Session Timeout

In this phase testers check that the application automatically logs out a user when that user has been idle for a certain amount of time, ensuring that it is not possible to “reuse” the same session and that no sensitive data remains stored in the browser cache.

Vulnerability description for reporting available in VulnDB (GitHub)

For applications using access/refresh tokens, see OAuth and JSON Web Token (JWT).

Log and wait for timeout

First, testers have to check whether a timeout exists, for instance, by logging in and waiting for the timeout log out to be triggered. As a general rule, everything should be checked server-side and it should not be possible, by re-setting the session cookies to previous values, to access the application again.

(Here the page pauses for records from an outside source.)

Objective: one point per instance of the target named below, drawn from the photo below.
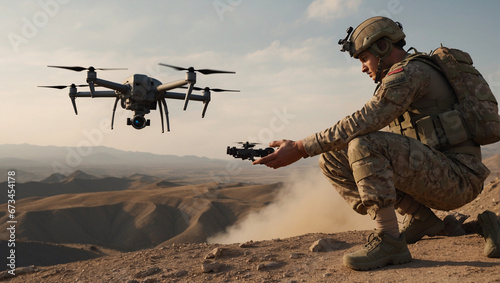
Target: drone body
(247, 152)
(141, 94)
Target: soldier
(380, 172)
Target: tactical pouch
(453, 127)
(426, 131)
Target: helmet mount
(367, 36)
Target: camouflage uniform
(373, 169)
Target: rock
(217, 252)
(453, 224)
(247, 244)
(296, 255)
(324, 245)
(207, 267)
(148, 272)
(269, 265)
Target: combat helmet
(368, 33)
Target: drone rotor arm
(166, 113)
(114, 110)
(161, 116)
(74, 104)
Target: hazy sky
(294, 81)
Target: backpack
(477, 105)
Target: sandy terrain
(158, 234)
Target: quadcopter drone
(247, 152)
(141, 94)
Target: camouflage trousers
(378, 169)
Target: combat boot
(421, 223)
(381, 250)
(491, 233)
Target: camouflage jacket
(404, 84)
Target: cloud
(324, 10)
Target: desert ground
(141, 228)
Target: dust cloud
(306, 204)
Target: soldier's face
(369, 64)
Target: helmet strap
(381, 54)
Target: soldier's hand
(288, 152)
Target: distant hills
(36, 163)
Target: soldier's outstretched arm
(288, 152)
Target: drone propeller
(248, 144)
(202, 71)
(213, 89)
(61, 86)
(79, 69)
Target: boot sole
(487, 220)
(393, 259)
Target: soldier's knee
(358, 149)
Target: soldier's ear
(382, 45)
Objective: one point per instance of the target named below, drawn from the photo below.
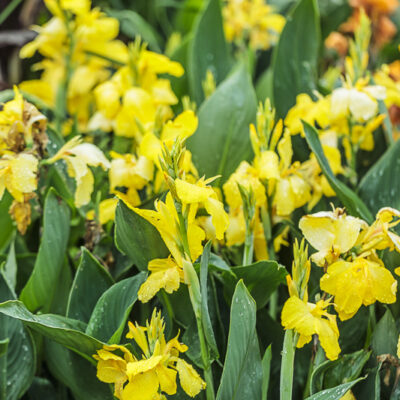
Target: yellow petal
(141, 387)
(220, 218)
(190, 193)
(191, 381)
(163, 276)
(296, 315)
(167, 379)
(183, 126)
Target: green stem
(371, 325)
(248, 246)
(287, 364)
(273, 305)
(210, 393)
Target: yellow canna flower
(155, 373)
(252, 21)
(168, 273)
(18, 174)
(331, 233)
(360, 102)
(199, 194)
(78, 156)
(183, 126)
(356, 283)
(308, 319)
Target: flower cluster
(155, 372)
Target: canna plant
(209, 170)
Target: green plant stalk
(195, 298)
(287, 364)
(248, 246)
(9, 9)
(3, 376)
(371, 325)
(210, 393)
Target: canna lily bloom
(308, 319)
(200, 194)
(331, 233)
(252, 20)
(360, 282)
(359, 101)
(18, 174)
(78, 156)
(182, 127)
(168, 273)
(155, 373)
(247, 176)
(21, 124)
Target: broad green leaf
(379, 186)
(295, 57)
(18, 361)
(261, 279)
(10, 267)
(335, 393)
(111, 312)
(385, 336)
(208, 49)
(222, 140)
(242, 373)
(265, 85)
(66, 331)
(44, 389)
(137, 238)
(39, 291)
(133, 25)
(266, 365)
(205, 316)
(350, 200)
(76, 373)
(332, 373)
(6, 223)
(91, 281)
(333, 14)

Use this script: session_timeout.sh.

Using Burp

  • Select a logged in request and send to the Intruder module.
  • Under the Payloads tab:
    • Select Null payloads.
    • Select Continue indefinitely.
  • Under the Resource pool tab:
    • Select Create new resource pool.
    • Delay between requests: Increase delay in increments of 300000 milliseconds (5 minutes).
  • Click Start attack.
  • Click on the Columns menu and add Time of day.
  • Sort the results by Time of day.
  • Identify the first request where the session is invalid (like 302 redirect to login page)
  • To find the timeout delay, substract the Time of day values of the first invalid request with the previous request.

Look at cookie attributes

If Expire is set to “Session” for session cookie: expires when browser is closed
https://en.wikipedia.org/wiki/HTTP_cookie#Expires_and_Max-Age

As in the log out function, after the timeout has passed, all session tokens should be destroyed or be unusable.

Then, if the timeout is configured, testers need to understand whether the timeout is enforced by the client or by the server (or both). If the session cookie is non-persistent (or, more in general, the session cookie does not store any data about the time), testers can assume that the timeout is enforced by the server. If the session cookie contains some time related data (e.g., log in time, or last access time, or expiration date for a persistent cookie), then it’s possible that the client is involved in the timeout enforcing. In this case, testers could try to modify the cookie (if it’s not cryptographically protected) and see what happens to the session. For instance, testers can set the cookie expiration date far in the future and see whether the session can be prolonged.